PH growth downgrades mount as graft probe goes on
The Philippines’ lackluster third-quarter growth has prompted another wave of downgrades to this year’s outlook, as the gloom from a widening graft probe rattling businesses begins to spill over to consumers, dragging the overall sentiment lower.
S&P Global Ratings, in a note, said it expected the Philippine economy to expand by 4.8 percent this year, down from its earlier forecast of 5.6 percent. The global debt watcher also pared its 2026 projection, though only slightly, trimming it by 0.1 percentage point to 5.7 percent.
Explaining the adjustment, S&P said recent public protests tied to the ongoing investigation into anomalous public works had deterred capital inflows—a sign of how the scandal has weighed on investor confidence. The credit rating agency added that there are emerging indications that consumers are starting to feel the gloom as well.
“The third quarter growth was much lower than the pace that the Philippines usually grows at, which naturally pulls down our forecast for the year overall,” Vincent Conti, senior lead economist at S&P, said.
“Investment, especially by the public sector, has been the main driver of the slowdown. This has also been spilling over into consumer confidence,” he added.
After data showed the economy expanding just 4 percent in the third quarter—its slowest pace in over four years—President Marcos’s economic team acknowledged that reaching even the lower end of the government’s 5.5- to 6.5-percent growth target for the year had become increasingly difficult.
Figures showed state spending grew by 5.8 percent in the last quarter, the slowest pace since the same period in 2024, after a widening graft probe delayed infrastructure projects as authorities grew more cautious in awarding contracts.

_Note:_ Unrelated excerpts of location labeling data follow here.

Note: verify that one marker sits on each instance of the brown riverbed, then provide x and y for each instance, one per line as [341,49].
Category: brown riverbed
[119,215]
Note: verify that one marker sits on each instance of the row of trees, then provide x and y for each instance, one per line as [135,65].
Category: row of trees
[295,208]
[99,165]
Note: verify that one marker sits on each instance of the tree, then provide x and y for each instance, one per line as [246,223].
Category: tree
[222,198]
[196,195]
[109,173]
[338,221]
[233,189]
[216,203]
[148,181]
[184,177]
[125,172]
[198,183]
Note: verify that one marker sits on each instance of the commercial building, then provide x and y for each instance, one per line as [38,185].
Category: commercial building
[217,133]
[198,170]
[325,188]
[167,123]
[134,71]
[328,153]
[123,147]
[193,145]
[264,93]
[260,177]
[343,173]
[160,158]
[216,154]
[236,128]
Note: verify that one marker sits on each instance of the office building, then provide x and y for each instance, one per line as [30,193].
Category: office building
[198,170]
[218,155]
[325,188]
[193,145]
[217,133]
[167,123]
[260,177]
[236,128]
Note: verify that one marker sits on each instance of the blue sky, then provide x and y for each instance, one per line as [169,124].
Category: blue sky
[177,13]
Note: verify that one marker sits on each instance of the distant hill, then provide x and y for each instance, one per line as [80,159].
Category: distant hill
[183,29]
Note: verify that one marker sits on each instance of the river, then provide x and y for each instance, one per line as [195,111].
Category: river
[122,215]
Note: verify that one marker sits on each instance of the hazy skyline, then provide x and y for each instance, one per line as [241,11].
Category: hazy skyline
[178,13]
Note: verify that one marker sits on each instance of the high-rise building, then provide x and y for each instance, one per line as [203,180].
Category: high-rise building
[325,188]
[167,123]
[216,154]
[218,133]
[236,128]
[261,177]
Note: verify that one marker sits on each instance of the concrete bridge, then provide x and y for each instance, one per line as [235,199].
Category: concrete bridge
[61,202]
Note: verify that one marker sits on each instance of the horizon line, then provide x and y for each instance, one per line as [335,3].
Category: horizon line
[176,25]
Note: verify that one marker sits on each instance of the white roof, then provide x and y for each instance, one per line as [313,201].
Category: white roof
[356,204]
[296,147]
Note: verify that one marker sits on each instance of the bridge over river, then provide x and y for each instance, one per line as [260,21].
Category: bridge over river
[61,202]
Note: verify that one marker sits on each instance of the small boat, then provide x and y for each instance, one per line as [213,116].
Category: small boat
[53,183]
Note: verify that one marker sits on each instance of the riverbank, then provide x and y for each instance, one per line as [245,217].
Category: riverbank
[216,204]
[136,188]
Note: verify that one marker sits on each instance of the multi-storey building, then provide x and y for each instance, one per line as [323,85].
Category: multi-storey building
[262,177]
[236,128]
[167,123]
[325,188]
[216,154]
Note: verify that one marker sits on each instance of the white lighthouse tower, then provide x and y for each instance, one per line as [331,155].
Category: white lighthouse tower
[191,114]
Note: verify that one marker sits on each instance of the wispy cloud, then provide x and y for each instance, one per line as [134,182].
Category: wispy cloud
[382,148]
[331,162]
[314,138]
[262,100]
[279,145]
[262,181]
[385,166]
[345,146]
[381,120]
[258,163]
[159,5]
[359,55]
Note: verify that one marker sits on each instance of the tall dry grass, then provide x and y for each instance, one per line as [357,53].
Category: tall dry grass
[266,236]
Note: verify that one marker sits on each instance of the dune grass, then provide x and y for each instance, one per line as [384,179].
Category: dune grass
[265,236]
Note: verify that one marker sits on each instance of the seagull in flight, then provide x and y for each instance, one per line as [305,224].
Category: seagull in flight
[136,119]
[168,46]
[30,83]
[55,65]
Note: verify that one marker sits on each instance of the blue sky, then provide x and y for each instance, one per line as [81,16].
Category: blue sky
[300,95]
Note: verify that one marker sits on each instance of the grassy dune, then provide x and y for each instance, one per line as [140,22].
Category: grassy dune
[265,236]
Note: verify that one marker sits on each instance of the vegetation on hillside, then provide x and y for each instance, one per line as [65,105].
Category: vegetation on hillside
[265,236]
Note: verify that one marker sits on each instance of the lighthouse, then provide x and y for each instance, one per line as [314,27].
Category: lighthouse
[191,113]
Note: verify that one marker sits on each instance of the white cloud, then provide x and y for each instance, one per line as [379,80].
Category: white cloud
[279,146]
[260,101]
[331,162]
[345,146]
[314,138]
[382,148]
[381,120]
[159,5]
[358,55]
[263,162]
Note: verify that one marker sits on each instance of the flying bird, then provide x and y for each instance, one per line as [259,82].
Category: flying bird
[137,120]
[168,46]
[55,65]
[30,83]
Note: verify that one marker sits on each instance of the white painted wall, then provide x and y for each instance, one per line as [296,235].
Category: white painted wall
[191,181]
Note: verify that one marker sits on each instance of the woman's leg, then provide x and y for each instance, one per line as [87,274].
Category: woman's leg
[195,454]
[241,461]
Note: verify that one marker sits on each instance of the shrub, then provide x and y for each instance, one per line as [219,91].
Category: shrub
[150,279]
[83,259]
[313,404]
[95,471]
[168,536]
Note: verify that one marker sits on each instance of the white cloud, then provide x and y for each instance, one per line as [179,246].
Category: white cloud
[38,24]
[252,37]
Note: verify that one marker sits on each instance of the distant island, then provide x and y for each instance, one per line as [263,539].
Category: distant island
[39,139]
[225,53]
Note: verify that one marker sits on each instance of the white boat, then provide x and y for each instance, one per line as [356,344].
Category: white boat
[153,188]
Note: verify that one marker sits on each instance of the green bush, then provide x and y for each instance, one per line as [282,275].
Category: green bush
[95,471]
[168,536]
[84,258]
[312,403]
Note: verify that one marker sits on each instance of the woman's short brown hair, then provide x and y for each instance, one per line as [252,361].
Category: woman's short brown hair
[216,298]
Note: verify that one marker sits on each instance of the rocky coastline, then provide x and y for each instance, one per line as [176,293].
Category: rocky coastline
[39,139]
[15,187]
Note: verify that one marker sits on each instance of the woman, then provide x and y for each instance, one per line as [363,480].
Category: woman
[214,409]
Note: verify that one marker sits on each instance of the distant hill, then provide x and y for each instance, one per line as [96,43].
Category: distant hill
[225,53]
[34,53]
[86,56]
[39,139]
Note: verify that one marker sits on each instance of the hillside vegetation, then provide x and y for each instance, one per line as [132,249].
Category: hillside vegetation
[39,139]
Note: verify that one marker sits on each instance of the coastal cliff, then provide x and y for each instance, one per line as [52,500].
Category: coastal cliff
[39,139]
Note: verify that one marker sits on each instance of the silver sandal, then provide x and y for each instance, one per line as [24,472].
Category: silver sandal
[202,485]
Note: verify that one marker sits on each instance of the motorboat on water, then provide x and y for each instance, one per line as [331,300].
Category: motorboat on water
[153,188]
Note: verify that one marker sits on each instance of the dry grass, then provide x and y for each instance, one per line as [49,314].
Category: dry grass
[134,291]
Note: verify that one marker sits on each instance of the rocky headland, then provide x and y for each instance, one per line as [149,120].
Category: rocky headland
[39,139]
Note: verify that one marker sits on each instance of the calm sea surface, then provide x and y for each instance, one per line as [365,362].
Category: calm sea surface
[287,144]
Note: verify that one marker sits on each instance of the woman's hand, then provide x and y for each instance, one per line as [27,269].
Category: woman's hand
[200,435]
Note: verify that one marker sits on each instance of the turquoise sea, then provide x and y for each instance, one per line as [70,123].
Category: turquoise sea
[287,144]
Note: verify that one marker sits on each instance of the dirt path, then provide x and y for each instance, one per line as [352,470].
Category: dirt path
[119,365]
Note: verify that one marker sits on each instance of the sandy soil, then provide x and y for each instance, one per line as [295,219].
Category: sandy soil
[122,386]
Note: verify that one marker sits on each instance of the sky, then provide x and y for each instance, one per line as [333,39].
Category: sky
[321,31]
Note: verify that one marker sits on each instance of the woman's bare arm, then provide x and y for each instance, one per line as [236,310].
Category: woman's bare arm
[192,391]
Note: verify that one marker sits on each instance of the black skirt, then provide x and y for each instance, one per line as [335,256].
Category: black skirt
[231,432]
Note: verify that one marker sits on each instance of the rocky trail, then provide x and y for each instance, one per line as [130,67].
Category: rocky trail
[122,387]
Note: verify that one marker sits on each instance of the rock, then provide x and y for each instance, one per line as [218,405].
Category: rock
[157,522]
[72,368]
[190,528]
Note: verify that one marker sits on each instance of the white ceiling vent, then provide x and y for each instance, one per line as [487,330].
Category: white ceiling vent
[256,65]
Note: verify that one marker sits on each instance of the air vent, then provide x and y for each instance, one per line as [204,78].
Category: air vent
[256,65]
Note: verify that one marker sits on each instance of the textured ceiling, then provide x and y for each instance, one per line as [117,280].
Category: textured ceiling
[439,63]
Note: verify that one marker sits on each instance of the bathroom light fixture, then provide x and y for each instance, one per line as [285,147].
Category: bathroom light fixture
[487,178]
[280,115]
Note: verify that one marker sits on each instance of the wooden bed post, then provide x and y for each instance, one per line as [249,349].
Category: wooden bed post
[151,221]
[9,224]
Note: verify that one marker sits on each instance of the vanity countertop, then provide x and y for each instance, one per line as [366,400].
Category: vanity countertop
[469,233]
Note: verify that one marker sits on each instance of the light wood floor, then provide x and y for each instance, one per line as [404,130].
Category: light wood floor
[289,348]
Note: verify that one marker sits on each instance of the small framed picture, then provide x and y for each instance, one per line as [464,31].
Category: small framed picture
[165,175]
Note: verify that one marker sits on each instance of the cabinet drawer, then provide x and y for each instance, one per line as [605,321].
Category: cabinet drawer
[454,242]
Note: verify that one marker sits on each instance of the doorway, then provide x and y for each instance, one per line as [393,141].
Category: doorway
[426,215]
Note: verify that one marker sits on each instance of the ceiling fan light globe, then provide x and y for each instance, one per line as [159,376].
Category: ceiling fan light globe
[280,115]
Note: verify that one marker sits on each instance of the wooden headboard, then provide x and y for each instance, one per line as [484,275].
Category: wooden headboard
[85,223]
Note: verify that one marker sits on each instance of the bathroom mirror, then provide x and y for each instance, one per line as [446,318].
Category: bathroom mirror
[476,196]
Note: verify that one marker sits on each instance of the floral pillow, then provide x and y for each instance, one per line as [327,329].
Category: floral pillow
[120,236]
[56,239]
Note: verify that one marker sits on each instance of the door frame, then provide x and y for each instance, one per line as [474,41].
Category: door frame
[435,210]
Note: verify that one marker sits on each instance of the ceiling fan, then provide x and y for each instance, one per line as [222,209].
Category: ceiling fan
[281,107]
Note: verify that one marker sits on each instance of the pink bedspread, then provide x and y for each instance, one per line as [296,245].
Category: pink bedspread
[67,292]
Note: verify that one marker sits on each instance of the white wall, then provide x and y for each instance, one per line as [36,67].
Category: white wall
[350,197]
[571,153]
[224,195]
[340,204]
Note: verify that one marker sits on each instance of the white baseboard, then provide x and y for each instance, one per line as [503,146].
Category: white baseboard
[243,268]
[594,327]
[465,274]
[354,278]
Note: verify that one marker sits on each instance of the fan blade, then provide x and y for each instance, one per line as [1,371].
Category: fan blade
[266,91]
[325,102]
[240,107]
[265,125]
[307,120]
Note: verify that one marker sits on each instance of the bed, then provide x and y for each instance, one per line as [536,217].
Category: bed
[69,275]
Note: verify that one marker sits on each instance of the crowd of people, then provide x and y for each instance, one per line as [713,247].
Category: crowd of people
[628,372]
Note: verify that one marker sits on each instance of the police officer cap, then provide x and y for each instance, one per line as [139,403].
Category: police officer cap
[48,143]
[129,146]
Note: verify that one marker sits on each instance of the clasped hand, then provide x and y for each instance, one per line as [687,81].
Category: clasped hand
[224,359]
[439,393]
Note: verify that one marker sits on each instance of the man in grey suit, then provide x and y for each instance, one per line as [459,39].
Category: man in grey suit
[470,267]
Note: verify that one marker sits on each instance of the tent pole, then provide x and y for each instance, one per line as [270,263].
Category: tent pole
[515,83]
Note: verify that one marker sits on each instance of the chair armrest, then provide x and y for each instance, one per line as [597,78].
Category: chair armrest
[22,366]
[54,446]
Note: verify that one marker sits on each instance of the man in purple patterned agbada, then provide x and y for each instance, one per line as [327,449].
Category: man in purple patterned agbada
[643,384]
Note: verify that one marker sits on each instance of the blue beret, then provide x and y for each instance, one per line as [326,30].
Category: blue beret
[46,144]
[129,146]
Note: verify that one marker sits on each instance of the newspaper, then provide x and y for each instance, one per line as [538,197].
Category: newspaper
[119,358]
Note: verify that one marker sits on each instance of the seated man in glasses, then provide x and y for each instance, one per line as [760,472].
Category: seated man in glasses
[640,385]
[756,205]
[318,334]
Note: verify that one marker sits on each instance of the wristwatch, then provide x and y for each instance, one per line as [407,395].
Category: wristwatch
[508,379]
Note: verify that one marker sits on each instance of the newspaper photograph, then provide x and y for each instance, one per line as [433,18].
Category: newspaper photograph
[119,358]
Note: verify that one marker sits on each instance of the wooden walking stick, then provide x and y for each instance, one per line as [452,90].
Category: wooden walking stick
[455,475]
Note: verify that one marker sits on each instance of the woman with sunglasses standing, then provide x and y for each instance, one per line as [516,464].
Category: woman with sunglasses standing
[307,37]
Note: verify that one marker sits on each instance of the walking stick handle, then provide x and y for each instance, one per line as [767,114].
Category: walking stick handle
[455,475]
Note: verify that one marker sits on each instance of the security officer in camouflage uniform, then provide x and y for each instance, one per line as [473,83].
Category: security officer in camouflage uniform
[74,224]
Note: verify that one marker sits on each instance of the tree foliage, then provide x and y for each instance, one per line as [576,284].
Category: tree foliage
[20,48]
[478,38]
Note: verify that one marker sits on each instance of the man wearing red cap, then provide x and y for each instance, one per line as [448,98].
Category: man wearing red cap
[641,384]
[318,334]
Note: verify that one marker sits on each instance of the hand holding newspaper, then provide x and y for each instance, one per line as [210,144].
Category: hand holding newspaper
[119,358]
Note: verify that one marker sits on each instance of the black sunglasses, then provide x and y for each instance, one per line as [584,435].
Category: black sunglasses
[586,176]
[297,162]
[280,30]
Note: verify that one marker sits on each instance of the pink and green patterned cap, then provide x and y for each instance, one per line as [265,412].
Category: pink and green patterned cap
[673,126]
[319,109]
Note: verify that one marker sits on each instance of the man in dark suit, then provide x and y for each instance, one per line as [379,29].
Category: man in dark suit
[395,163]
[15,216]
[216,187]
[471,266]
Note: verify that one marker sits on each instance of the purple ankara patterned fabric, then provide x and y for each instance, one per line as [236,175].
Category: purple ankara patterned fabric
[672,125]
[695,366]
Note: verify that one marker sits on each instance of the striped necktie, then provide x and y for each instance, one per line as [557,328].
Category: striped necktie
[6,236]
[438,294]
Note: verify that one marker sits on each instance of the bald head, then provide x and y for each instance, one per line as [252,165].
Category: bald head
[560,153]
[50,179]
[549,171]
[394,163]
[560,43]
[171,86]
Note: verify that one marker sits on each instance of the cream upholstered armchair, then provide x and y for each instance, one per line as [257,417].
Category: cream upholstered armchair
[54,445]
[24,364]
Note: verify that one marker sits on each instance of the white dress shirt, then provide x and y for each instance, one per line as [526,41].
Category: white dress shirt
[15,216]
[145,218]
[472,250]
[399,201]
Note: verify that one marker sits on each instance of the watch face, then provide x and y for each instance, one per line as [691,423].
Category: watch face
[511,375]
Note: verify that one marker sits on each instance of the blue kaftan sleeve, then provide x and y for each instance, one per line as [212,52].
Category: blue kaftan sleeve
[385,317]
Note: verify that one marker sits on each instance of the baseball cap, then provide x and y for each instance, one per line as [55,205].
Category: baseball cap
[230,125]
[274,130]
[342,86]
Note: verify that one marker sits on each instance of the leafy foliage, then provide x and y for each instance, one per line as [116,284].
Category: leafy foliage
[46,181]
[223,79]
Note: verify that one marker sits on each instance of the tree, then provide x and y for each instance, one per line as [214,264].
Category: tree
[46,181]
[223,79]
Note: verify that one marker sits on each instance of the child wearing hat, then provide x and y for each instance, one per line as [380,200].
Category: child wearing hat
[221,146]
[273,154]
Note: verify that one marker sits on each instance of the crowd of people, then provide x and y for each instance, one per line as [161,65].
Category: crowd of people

Consumer spending, which historically drives about 70 percent of total output, also showed notable weakness. Despite tame inflation and lower borrowing costs that could have bolstered household purchasing power, private consumption grew only 4.1 percent, a four-year low.
Already, policymakers have suggested that the official targets need be adjusted to reflect the challenging economic realities created by the antigraft crackdown.
In a separate report following its annual consultation visit to the Philippines, the Asean+3 Macroeconomic Research Office (Amro) also tempered its growth outlook, saying the economy may expand by 5.2 percent this year—down from its earlier estimate of 5.6 percent.
Amro also trimmed its projection for 2026 to 5.3 percent, from 5.5 percent before, as the economy faces headwinds at home and abroad.
“Private consumption is expected to grow steadily. Private investment and exports face headwinds from external uncertainties due to the US tariff policy, while public investment will be dampened by flood control project controversies,” the institution said.
“Additionally, the US tariff impact on goods exports would be negative and more pronounced in 2026, while in 2025, it will be partly offset by front-loaded export orders,” it added.